Realization of CuAlMn SMA and its functional behavior for cryogenic application

Abstract

Cryogenic shape memory actuators are beneficial for various device applications, such as gas liquefiers (hydrogen, helium, and LNG storage and transportation), gas separation devices, compressors, cryostats, temperature controllers, and liquid pumps. Especially, shape memory alloys (SMA) are ideal actuator materials used for aforementioned applications in extreme environments. SMA actuator converts thermal energy into mechanical energy due to its unique characteristic of temperature-dependent actuation. Here, we have studied the extremely low-temperature actuation capability of Cu-based SMA bimorph. The CuAlMn SMAs with two different compositions (Cu-9Al-12.6Mn, Cu-9Al-11.8 M) were prepared and coated on a polyimide substrate (bimorph) by the thermal evaporation method. The varying compositions have a strong effect on achieving the martensitic transformation (MT) at ∼77 K where only a few SMAs can exhibit such transformation temperature below the boiling point of liquid nitrogen (LN2).
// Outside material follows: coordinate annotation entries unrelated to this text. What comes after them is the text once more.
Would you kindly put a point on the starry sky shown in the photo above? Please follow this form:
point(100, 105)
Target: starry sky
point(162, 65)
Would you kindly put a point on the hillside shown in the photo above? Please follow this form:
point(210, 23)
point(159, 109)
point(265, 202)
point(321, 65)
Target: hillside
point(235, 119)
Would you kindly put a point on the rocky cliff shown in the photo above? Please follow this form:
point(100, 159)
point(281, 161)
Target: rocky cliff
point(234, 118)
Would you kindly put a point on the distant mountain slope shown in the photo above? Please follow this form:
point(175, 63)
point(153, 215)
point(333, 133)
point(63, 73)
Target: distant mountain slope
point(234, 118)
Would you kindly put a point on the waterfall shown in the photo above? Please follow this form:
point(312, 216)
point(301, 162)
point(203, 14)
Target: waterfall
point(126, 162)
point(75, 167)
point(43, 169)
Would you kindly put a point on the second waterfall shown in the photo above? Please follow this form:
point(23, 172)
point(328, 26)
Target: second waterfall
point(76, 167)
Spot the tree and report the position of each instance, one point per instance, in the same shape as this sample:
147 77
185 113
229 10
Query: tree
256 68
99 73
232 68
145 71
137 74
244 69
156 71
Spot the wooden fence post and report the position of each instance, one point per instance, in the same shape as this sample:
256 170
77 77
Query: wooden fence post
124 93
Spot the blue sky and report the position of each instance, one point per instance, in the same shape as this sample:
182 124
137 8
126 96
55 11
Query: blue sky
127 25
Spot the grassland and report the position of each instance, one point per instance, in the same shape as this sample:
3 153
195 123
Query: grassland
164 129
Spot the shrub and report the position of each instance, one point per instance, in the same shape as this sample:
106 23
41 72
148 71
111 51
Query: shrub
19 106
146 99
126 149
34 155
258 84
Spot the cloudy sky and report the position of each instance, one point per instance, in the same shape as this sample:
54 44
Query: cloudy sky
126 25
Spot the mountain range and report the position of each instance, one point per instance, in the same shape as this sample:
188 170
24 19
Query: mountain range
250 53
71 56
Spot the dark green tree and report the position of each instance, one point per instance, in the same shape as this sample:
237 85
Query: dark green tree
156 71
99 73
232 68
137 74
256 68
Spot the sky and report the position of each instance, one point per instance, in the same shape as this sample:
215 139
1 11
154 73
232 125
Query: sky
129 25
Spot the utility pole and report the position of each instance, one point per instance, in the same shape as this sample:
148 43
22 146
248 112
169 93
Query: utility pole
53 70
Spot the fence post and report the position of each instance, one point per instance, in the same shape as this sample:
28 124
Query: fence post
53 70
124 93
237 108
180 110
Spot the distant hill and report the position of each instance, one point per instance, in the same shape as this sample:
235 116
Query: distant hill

Hence, the results indicated that the CuAlMn SMA could be favorable for cryogenic actuation and super-elastic applications. Moreover, we have observed maximum actuation of SMA bimorph of ∼ 4.5 mm during low-temperature (up to 77 K) exposure. Further, we have recorded that the response time of the actuator during cryogenic exposure is ∼60 msec which is quite faster than other actuation devices. © 2025 Elsevier B.V.